Sanat eseri özelinde irdelendiğinde her sanat eseri bireysel bir üretim sonucu ortaya çıktığından ötürü
dolaylı ya da dolaysız „fiktif‟ bir eylemdir. Reel olan ile idealize edilen, var olan ile olması arzulanan
arasındaki ikilem sanat eserini oluşturan öznenin niyetini betimler. Şair özne özelinde ele alındığında
şairin aynası; ortaya çıkardığı metindir. Şair yansıtma ve / veya yaratma edimleri aracılığı ile şiiri
görünür kılar. Ortaya çıkan şiir düşünce düzleminden metin düzlemine geçer. Metin bir imajdır.

GERÇEK ve SİMÜLASYON

Baudrillard‟ın temellendirmesi ile günümüzde gerçeğin yerini alan birbirine paralel düzlemler
bulunmaktadır. İmaj; günümüz dünyasında gerçeğe en yakın durumda konumlandırılan düzlem olarak
algılanmaktadır. Gerçeğin simüle edilmesi ile yaratılan koşut düzlemler imajlar aracılığı ile reel
kılınmaktadır. Şairin şiir bilgisi olarak tercih ettiği imajları metin düzlemine aktarımında imgeler aracırolü üstlenmektedir.

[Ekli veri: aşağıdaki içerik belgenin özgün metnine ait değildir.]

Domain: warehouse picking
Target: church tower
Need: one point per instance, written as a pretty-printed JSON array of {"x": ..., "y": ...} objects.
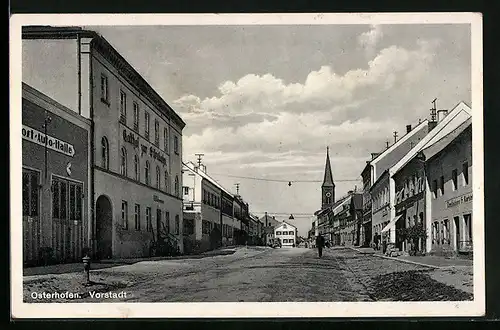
[{"x": 328, "y": 187}]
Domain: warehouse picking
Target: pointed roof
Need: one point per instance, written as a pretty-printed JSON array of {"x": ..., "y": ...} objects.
[{"x": 328, "y": 179}]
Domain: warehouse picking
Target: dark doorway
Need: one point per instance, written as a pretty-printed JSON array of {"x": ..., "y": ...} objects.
[
  {"x": 104, "y": 228},
  {"x": 158, "y": 224},
  {"x": 456, "y": 220}
]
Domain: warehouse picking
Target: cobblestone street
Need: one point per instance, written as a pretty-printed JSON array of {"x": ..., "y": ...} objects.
[{"x": 262, "y": 275}]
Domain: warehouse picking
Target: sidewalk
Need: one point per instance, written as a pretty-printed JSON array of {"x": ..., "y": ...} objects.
[
  {"x": 78, "y": 267},
  {"x": 427, "y": 260}
]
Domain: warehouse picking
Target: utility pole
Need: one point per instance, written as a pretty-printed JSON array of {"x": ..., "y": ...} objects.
[{"x": 199, "y": 159}]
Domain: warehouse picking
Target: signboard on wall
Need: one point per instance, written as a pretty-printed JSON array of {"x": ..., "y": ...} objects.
[
  {"x": 35, "y": 136},
  {"x": 454, "y": 202}
]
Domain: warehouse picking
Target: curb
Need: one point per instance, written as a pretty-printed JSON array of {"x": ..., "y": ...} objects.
[{"x": 396, "y": 259}]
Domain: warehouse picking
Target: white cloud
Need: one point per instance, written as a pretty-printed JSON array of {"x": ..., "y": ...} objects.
[{"x": 370, "y": 39}]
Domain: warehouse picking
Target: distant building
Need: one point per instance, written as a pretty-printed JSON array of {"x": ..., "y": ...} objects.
[{"x": 287, "y": 234}]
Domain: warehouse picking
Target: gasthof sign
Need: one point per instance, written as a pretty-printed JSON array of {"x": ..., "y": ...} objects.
[
  {"x": 32, "y": 135},
  {"x": 467, "y": 198}
]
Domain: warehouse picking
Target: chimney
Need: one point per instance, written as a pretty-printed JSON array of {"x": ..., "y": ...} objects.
[{"x": 442, "y": 114}]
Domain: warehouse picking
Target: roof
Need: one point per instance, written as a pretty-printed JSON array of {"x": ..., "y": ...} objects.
[
  {"x": 328, "y": 179},
  {"x": 457, "y": 116},
  {"x": 286, "y": 223},
  {"x": 190, "y": 166},
  {"x": 438, "y": 146},
  {"x": 101, "y": 44},
  {"x": 399, "y": 142}
]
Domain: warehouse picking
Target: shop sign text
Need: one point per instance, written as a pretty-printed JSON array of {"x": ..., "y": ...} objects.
[
  {"x": 454, "y": 202},
  {"x": 32, "y": 135}
]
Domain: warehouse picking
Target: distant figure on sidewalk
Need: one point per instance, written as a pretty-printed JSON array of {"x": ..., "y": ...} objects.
[{"x": 320, "y": 243}]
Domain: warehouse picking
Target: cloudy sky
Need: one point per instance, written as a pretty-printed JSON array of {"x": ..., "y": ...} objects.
[{"x": 265, "y": 101}]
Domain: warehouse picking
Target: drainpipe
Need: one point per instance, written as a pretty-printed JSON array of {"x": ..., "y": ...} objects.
[
  {"x": 91, "y": 227},
  {"x": 79, "y": 65}
]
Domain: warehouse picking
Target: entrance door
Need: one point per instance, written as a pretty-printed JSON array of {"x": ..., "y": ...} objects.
[
  {"x": 456, "y": 220},
  {"x": 104, "y": 228},
  {"x": 158, "y": 223}
]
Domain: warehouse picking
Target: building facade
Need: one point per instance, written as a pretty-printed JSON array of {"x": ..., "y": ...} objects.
[
  {"x": 55, "y": 182},
  {"x": 450, "y": 179},
  {"x": 287, "y": 234},
  {"x": 136, "y": 138}
]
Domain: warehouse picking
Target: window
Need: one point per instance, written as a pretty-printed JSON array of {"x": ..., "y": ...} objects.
[
  {"x": 446, "y": 231},
  {"x": 165, "y": 140},
  {"x": 124, "y": 215},
  {"x": 136, "y": 116},
  {"x": 468, "y": 227},
  {"x": 104, "y": 89},
  {"x": 441, "y": 186},
  {"x": 167, "y": 221},
  {"x": 157, "y": 132},
  {"x": 147, "y": 173},
  {"x": 454, "y": 177},
  {"x": 149, "y": 225},
  {"x": 136, "y": 168},
  {"x": 177, "y": 225},
  {"x": 123, "y": 162},
  {"x": 146, "y": 125},
  {"x": 30, "y": 193},
  {"x": 137, "y": 217},
  {"x": 66, "y": 199},
  {"x": 465, "y": 171},
  {"x": 123, "y": 107},
  {"x": 205, "y": 227},
  {"x": 167, "y": 186},
  {"x": 176, "y": 186},
  {"x": 176, "y": 144},
  {"x": 105, "y": 153},
  {"x": 158, "y": 177}
]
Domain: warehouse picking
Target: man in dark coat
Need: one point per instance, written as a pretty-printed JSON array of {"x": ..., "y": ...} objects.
[{"x": 320, "y": 243}]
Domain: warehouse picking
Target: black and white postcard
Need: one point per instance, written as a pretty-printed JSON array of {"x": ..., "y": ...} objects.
[{"x": 246, "y": 165}]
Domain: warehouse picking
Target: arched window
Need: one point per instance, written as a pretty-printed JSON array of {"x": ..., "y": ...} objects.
[
  {"x": 136, "y": 168},
  {"x": 158, "y": 177},
  {"x": 176, "y": 186},
  {"x": 104, "y": 153},
  {"x": 167, "y": 185},
  {"x": 146, "y": 172},
  {"x": 123, "y": 162}
]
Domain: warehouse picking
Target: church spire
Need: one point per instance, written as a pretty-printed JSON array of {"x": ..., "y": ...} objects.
[{"x": 328, "y": 179}]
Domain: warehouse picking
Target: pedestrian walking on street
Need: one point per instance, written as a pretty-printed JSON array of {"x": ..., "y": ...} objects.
[{"x": 320, "y": 243}]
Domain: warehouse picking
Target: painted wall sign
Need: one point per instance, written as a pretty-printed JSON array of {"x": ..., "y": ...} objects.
[
  {"x": 454, "y": 202},
  {"x": 131, "y": 138},
  {"x": 32, "y": 135},
  {"x": 157, "y": 199}
]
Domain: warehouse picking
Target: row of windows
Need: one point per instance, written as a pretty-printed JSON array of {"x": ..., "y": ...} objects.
[
  {"x": 285, "y": 232},
  {"x": 438, "y": 187},
  {"x": 441, "y": 232},
  {"x": 123, "y": 118},
  {"x": 211, "y": 199},
  {"x": 137, "y": 171},
  {"x": 148, "y": 219}
]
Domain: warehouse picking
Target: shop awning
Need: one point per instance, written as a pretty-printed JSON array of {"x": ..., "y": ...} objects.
[{"x": 391, "y": 223}]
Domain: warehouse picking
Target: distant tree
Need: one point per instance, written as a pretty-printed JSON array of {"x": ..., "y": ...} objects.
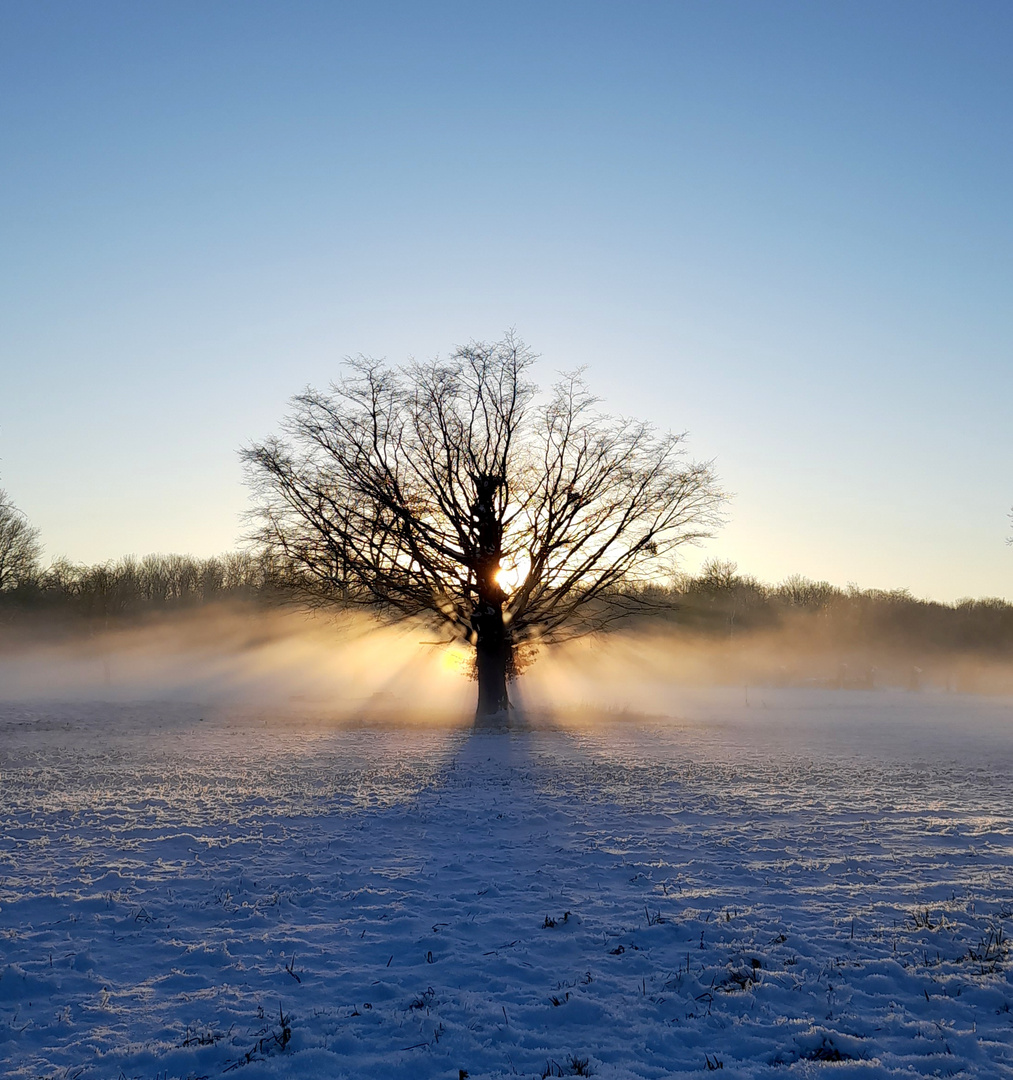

Şair her şiirde kendi mekanını, zamanını ve gerçekliğini önerir; bir bakıma kendi ideolojisini / iktidarını kurar / sunar. Şairin şiir aracılığı ile kurduğu iktidar bir bakıma ideolojisinin estetize edilmesidir. Şair kurduğu iktidarı kurcaladıkça / sorguladıkça önünde beliren imajların ötesine geçerek farklı gerçekliklere erişir. Her imaj kendi iktidarını kurar. Günümüzde gerçeğin sonsuz sayıda yeniden üretilmesi mümkün durumdadır. İmajlar; gerçeğin kurulduğu / açığa çıkartıldığı düzlemlerin zeminlerini kayganlaştırmakta ve manipülasyonu olağan bir durum haline getirmektedir. Bu bağlamda şairin dayanak aldığı gerçeği tanımlamasında boşluklar oluşmaktadır.

İmaj aracılığı ile gerçeğin tanımlamasında ortaya çıkan kaygan zemin ve boşluklar yeni imkan ve
olasılıkları da beraberinde getirmektedir. Şairin rasyonel bir gerçeğe ihtiyacı var mıdır? Aslı yerine
göstergeleri sunulan gerçeklik yeni bir şiir bilgisine olanak sağlayabilir mi?

İMGE ve İMAJ

İmge ve İmaj kelimeleri köken olarak latince esaslı image kelimesinden türemiştir. Türkçe özelinde
irdelendiğinde imgenin dile, imajın görüntüye yakınlığı öngörülebilir. Her halükarda imge de imaj da
gerçeğin öznel bir edim aracılığı ile yorumlanmasını ve manipüle edilmesini betimler. Yaratıcı özne
tarafından sunulan anlam ile alıcı özne tarafından algılanan anlam farklıdır ve alıcı öznenin tecrübe ettiği yaşantı ve deneyimi özelinde inşa edilebilir. Görüntü (imaj) anlam değildir. İmge; dünyayı nesnel bir gerçeklikle karşılamak zorunda değildir. Şair öznenin ortaya koyduğu imge kendisinin gerçek hayatta tecrübe etmediği bir yaşantı sonucu meydana getirdiği bir imge olabilir. Böyle
bir durumda tartışılabilecek konu ortaya konulan şiirin (ya da genel anlamda sanat eserinin) “sahiciliği” sorunsalıdır. Sanatçı öznenin ürün oluştururken “kendi olabilme hali” estetik olduğu kadar etik yargılar ve özeleştiri gerektirir.